I don’t know how many times in the last few years I have heard people complaining about “apathy” – but this is certainly something one hears so often that it is in danger of becoming a cliché.

And yet, I frequently find that, when there is a topic of real importance to people locally, the locals turn out to be anything but apathetic.

I will never forget the huge congregation that gathered in the church at Bradpole when there was a threat to the local sub post office, or the meeting on the Sustainable Communities Bill that had to be moved from the Bridport Town Hall to the United Reform church down the road because the numbers exceeded health and safety limits, or the numbers of people who came to talk about the Three Cups Hotel in Lyme Regis, the biodigester in the Piddle Valley and the village shop in Thorncombe.

When people feel that their quality of life is really affected by something that they think they might be able to do something about, they turn up in large numbers and they display anything but apathy.

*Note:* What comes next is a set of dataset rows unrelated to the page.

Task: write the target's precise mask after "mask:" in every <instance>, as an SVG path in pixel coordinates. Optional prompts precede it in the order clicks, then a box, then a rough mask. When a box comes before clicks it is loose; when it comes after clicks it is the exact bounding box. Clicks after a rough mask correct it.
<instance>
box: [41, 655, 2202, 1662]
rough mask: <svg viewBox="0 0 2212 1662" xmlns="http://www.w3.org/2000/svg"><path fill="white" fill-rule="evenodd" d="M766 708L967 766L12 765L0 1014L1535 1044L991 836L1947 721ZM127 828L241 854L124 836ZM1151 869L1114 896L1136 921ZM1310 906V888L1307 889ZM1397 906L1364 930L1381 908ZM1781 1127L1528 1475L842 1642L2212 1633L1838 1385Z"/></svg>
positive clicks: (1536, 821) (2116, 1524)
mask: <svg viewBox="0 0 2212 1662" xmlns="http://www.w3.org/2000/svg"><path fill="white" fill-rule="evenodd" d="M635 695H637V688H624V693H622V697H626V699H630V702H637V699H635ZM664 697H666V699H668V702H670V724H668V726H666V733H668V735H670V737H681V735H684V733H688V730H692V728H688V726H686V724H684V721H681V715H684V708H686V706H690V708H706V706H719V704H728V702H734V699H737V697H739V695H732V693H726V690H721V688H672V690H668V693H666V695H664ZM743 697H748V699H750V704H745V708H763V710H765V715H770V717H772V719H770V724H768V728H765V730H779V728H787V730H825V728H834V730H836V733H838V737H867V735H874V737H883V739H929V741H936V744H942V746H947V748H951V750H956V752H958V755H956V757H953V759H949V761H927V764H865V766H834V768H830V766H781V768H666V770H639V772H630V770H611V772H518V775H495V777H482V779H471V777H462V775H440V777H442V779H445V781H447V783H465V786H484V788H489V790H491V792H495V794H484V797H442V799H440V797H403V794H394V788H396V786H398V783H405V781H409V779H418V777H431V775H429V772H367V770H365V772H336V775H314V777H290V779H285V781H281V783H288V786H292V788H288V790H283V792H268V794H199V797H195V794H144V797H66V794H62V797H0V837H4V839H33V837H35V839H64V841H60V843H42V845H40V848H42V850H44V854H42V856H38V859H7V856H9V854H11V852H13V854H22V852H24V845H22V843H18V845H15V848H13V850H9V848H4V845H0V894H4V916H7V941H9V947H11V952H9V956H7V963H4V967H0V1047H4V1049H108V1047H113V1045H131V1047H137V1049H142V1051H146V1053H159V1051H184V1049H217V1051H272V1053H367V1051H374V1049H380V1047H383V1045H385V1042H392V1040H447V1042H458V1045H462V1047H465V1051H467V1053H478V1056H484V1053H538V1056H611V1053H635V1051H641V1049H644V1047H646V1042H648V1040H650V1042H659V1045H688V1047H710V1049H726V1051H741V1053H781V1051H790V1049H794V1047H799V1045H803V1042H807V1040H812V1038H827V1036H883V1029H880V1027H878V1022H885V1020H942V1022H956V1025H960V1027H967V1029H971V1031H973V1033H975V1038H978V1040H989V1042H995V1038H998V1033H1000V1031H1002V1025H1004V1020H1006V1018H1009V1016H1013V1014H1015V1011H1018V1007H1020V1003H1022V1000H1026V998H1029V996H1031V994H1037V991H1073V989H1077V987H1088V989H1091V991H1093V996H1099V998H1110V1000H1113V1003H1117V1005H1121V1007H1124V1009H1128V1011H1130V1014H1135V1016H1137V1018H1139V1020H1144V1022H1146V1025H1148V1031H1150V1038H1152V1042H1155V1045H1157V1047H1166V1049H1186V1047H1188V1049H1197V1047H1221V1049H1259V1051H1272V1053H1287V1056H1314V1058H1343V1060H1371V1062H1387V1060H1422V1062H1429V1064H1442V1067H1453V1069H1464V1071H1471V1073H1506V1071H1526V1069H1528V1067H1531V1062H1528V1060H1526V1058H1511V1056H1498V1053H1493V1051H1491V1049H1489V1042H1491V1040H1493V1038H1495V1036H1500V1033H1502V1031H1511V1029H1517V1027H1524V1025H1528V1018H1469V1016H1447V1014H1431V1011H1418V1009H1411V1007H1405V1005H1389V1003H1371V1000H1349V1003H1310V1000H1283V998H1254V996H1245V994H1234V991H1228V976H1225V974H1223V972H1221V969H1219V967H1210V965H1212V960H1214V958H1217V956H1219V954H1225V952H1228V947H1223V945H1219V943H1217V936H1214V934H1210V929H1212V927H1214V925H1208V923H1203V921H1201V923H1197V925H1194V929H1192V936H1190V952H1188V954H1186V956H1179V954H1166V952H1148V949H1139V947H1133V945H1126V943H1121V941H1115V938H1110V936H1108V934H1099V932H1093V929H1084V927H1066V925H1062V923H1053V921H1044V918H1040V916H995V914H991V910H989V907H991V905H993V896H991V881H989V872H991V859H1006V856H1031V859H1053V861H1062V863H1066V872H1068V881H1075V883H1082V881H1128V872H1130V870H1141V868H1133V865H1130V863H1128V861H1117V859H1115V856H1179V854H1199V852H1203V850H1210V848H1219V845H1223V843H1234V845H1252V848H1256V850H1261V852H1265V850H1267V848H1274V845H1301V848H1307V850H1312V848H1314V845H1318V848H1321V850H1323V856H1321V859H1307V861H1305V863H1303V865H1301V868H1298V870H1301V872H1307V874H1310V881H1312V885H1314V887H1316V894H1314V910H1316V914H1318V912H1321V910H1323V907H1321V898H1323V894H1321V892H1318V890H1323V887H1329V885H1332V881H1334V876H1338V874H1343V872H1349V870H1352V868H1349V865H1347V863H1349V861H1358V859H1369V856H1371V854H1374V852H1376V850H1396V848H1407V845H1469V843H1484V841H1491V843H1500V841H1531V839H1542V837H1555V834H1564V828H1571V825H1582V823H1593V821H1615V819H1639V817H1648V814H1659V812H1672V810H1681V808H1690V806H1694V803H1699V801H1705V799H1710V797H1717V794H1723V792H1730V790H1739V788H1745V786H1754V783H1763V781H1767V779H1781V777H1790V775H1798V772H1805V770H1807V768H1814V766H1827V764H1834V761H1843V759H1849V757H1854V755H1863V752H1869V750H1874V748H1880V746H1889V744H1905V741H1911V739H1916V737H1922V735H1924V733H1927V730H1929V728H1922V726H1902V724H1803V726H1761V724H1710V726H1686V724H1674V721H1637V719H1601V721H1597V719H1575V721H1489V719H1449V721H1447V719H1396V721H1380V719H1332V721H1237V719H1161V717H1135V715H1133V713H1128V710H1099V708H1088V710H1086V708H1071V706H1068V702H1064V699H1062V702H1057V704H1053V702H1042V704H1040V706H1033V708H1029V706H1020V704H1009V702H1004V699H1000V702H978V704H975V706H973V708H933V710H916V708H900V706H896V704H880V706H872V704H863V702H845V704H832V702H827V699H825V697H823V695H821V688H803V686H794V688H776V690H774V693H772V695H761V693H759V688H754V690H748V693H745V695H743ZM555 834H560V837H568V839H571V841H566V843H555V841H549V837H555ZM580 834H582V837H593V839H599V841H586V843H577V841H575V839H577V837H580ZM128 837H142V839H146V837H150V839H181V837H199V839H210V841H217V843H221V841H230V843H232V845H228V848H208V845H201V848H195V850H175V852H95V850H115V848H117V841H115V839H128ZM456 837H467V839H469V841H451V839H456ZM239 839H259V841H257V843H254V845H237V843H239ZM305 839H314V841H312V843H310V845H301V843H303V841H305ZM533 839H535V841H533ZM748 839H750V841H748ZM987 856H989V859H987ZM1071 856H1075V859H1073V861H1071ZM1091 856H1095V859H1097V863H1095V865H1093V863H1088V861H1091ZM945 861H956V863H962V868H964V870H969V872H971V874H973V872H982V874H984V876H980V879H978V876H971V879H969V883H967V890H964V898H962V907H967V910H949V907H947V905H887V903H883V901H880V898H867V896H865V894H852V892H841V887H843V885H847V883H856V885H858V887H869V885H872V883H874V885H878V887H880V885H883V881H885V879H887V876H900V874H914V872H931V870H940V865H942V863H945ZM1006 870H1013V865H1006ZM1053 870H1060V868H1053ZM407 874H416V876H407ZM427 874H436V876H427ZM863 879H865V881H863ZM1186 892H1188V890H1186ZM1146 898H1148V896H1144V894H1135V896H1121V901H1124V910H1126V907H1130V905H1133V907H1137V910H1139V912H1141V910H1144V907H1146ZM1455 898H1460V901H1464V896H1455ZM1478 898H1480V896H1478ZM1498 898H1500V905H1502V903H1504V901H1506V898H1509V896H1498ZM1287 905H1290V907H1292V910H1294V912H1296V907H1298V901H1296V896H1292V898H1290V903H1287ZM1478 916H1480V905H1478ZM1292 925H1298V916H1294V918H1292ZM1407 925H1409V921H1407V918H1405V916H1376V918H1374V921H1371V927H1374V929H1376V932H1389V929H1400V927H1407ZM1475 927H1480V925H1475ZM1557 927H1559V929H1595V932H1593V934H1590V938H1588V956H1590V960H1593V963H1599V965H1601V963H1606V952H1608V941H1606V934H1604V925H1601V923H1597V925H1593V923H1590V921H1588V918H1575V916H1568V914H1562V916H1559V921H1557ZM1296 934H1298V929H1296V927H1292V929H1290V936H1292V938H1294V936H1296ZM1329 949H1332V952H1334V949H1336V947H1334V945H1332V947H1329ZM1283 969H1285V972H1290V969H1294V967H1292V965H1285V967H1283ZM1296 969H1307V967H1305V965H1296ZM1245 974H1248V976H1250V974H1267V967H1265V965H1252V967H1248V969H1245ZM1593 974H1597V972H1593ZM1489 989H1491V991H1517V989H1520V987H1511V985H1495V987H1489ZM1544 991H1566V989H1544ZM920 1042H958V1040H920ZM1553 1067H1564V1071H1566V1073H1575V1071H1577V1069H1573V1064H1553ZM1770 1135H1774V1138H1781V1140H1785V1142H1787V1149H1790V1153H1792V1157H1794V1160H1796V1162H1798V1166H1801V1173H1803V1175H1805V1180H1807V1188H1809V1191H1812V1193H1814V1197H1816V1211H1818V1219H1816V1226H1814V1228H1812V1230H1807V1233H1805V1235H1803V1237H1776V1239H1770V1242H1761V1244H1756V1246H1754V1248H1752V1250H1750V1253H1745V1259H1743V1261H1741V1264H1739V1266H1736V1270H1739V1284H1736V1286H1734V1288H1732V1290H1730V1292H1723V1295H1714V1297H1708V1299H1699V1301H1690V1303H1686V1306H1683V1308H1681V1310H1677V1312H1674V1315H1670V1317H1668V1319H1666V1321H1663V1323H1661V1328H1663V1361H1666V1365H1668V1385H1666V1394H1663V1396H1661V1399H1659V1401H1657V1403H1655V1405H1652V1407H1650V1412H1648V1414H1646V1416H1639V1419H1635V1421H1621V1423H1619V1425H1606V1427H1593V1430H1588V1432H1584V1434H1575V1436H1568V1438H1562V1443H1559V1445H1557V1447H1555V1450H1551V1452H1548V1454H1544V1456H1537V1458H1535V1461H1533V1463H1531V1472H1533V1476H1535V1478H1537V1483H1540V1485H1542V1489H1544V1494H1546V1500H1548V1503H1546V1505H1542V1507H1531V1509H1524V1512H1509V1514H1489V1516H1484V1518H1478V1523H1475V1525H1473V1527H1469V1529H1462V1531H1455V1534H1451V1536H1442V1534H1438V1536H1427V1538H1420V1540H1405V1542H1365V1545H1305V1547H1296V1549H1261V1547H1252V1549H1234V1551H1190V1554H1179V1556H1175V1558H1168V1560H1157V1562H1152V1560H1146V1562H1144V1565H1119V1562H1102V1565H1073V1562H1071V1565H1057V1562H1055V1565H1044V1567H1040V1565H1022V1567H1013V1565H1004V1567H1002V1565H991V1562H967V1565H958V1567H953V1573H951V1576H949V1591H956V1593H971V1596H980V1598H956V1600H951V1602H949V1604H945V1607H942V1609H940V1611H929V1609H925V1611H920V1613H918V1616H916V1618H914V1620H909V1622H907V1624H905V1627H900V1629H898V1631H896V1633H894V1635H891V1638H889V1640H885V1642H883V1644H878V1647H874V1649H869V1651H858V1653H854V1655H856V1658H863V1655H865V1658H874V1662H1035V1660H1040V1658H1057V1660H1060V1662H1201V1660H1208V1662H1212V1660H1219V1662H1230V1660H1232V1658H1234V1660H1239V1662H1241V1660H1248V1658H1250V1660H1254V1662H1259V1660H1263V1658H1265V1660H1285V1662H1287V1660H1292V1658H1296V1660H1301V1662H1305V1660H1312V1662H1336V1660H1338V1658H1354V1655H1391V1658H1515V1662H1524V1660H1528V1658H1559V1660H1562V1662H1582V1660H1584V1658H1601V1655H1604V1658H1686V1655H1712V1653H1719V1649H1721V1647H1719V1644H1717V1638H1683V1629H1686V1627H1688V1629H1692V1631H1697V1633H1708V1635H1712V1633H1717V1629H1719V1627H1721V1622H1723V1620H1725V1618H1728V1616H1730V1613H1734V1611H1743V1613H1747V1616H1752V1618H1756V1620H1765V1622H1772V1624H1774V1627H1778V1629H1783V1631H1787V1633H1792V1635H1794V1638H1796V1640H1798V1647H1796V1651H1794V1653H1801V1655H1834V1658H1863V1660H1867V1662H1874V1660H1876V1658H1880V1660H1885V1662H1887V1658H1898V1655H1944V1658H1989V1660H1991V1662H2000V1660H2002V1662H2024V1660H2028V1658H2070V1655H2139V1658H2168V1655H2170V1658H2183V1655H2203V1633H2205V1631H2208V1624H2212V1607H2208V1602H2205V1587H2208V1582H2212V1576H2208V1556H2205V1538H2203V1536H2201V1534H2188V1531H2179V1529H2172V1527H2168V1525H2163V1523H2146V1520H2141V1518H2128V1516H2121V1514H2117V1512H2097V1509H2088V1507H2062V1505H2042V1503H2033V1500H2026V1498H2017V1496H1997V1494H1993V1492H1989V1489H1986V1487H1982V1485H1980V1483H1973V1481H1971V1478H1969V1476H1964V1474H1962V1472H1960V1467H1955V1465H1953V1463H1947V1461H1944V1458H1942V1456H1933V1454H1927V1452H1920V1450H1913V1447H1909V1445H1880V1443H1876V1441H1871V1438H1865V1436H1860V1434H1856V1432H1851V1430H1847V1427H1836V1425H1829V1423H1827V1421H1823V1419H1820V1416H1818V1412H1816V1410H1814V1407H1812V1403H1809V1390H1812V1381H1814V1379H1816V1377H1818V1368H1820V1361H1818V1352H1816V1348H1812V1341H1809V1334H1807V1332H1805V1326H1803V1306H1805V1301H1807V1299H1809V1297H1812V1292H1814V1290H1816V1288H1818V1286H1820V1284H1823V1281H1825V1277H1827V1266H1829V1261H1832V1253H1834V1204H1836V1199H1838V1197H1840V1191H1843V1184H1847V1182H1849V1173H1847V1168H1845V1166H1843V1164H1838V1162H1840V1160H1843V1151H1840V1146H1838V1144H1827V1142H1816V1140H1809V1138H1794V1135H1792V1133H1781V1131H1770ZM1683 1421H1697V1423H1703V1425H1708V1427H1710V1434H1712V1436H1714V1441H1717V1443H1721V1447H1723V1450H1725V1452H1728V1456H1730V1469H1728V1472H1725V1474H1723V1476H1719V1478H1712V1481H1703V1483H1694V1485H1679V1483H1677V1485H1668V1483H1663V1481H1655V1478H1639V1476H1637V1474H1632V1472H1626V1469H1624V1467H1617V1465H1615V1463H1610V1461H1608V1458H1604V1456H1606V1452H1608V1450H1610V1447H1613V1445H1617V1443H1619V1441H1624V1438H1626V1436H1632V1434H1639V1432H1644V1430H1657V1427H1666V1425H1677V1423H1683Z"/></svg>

I had the same experience a few days ago when I chaired a public meeting about youth facilities in Lyme.

Any suggestion that the grown-ups in the west of West Dorset don’t care about providing more things for young people to do is, I can testify, completely false. The hall at the primary school was packed with adults who very clearly cared a lot about this problem. They had strong views, and they weren’t shy about expressing them. Any dispassionate observer would also have been bound to admit that the many people who spoke were articulate, polite, rational and well-informed. This was definitively not a screaming crowd: it was a group of mature people trying to solve a real issue.

What’s more, as the meeting progressed, it became clear that the solution which I had at first imagined might find favour was not going to achieve anything like a consensus – and a different solution gradually emerged. By the end, a show of many hands indicated that there was a way forward which was at least worth trying.

Of course, a public meeting of this kind is no substitute for the hard work that will now need to be done by professionals in the County’s youth services and others to put together a workable plan. And then there are all sorts of other hoops that will need to be gone through – consulting young people themselves, and working with Woodroffe School, Trustees of the Club for Young People, the Town Council, the Development Trust and others besides.

But there is all the difference in the world between a proposal which starts its life in a meeting of many locals whose views are based on genuine, personal understanding, and a scheme that merely descends from on high.

When local people are engaged in a process of collaborative democracy, there is at least a real chance of arriving at solutions that will stand the test of time. This surely has to be the shape of things to come.